The day after the conference I had a chance to visit with Executive Director Margaret Frisbee of Friends of Chicago River. I felt like the graduating 6th grader absorbing the lessons from the graduating High School Senior. I immediately loved Margaret’s vibe, fun, energetic, passionate – it was like I discovered a new sister that was separated from birth. Margaret rattled off successful projects, “Well this one took 7 years, this one took 10, this one took 7”.
It was humbling and grounding to consider how hard and long it can take to get things done. But also cool and reassuring to see how similar our stories of struggle and determination to get things done were. As many successes we have had in our first 7 years there will be many struggles and stories and successes to come and they likely will be counted off in years like Margaret.
We also talked about the inherent “creative tensions” that activists and a bureaucracy will always have. It’s never personal, we are just playing the roles of the hats we are wearing. Staying in the game, seeing things through and not letting the process grind you down – that is what it’s all about. Getting big, hairy, complicated things done!
The day before the conference I also had a chance to tour Chicago’s new $100 million Riverwalk with John Quail, Friends of Chicago River’s Director of Watershed Planning. I loved his passion as he talked about floating habitat that was installed and how the addition of the Riverwalk has brought more people to the river’s edge and how quickly the city has begun to use it. John will be visiting Portland this summer – hopefully we can get him out for a River Hugger swim.

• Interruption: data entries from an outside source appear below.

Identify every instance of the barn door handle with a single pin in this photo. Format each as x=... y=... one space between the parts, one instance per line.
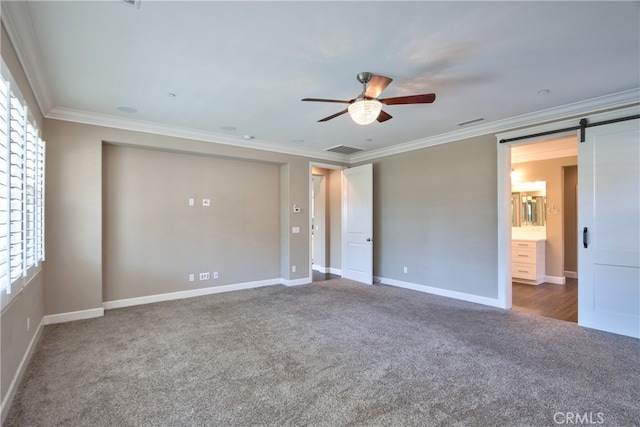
x=585 y=233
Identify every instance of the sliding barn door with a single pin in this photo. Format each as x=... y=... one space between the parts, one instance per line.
x=357 y=224
x=609 y=227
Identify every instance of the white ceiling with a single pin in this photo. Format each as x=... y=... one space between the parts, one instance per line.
x=246 y=65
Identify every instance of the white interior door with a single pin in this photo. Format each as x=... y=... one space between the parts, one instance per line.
x=357 y=224
x=609 y=227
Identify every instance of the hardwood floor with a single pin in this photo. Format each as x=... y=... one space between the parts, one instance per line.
x=548 y=300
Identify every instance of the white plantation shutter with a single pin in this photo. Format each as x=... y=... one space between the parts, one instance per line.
x=4 y=187
x=22 y=161
x=40 y=201
x=30 y=175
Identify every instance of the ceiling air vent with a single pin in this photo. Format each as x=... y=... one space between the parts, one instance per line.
x=134 y=3
x=343 y=149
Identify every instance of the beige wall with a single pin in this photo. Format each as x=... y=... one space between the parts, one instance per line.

I left Chicago pumped up and feeling more connected to the international urban swimming community than ever. All our communities are on this same team and in this together. Portland’s win is Chicago’s win. Boston’s win is Paris’s win. It felt like the warm connection of discovering relatives who have common stories about our crazy Aunt Lucille and good ol’ Grampa Joe. It was a common language of river activism and action, spark and hope.
Oh yeah, Chicago has a decent Blues scene too.